Should You Avoid Energy Drinks?
By Randi Morse
Ah, caffeine, the one thing that separates us from the animals. One of the easiest ways to get caffeine into your body quickly is with energy drinks. Energy drinks have become a huge market and it's now easy to find a variety of types of energy drinks in almost every store. Trying to find some energy after a long gym workout? Need a bit of energy to get you through the long meeting you have coming up? No problem! Just drink an energy drink and you'll feel energy flowing through you in no time. But are energy drinks even good for you? Not really. While the makers of energy drinks swear that their products are safe and are made with mainly natural ingredients, you might still want to avoid using them.
Most companies that produce energy drinks have discovered that if they list their product as a dietary supplement, they will not have to pass their product through the Food and Drug Administration. This means that the company making the energy drink does not need to tell consumers everything that is in the product. Any product that hasn't been through the FDA's strict protocol is not required to have all the ingredients listed. This may mean that you're drinking more caffeine than you thought you were, or that you're drinking ingredients you're allergic to.
Your Heart and Caffeine
You may love caffeine, but does caffeine love your heart?

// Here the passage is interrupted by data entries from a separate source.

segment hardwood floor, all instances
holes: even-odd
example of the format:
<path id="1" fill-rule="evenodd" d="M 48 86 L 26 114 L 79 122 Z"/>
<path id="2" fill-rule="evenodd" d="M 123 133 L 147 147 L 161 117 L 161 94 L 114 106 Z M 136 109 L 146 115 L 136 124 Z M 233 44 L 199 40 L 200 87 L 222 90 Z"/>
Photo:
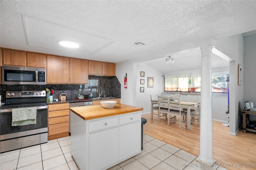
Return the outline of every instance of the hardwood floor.
<path id="1" fill-rule="evenodd" d="M 158 121 L 157 115 L 150 119 L 150 114 L 142 115 L 147 119 L 145 134 L 198 156 L 200 148 L 200 129 L 197 123 L 188 129 L 182 123 L 179 128 L 178 117 L 176 123 L 164 117 Z M 212 121 L 212 157 L 218 165 L 230 170 L 256 169 L 256 133 L 244 133 L 240 130 L 236 136 L 228 134 L 229 127 L 222 123 Z M 249 166 L 249 167 L 248 167 Z"/>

Caffeine is one of the biggest ingredients in almost every energy drink. In fact, in a 250 ml can of energy drink you are likely to find as much as 300 milligrams of caffeine. It's often much easier to drink several energy drinks a day than it is to drink tons of coffee every day. This may be because the energy drinks are cold and feel more refreshing. If you drink too many energy drinks, you then increase the chance of developing a cardiovascular disease due to exceeding the recommended daily allowance of caffeine.
Too Much Sugar
You know that your energy drink likely has tons of caffeine it, but did you know that it also has a great deal of sugar in it as well? To make energy drinks taste good, companies must put a lot of sugar into the drink in order to make it palatable. So while you may feel a rush of energy for a while, you will likely experience a pretty big crash a few hours later due to dropping blood sugar levels.
Energy drinks are a shortcut to get a burst of energy, and in some situations, they can be recommended. For daily use, however, it's a good idea to find something else to help increase your energy. Save the energy drinks for emergency situations.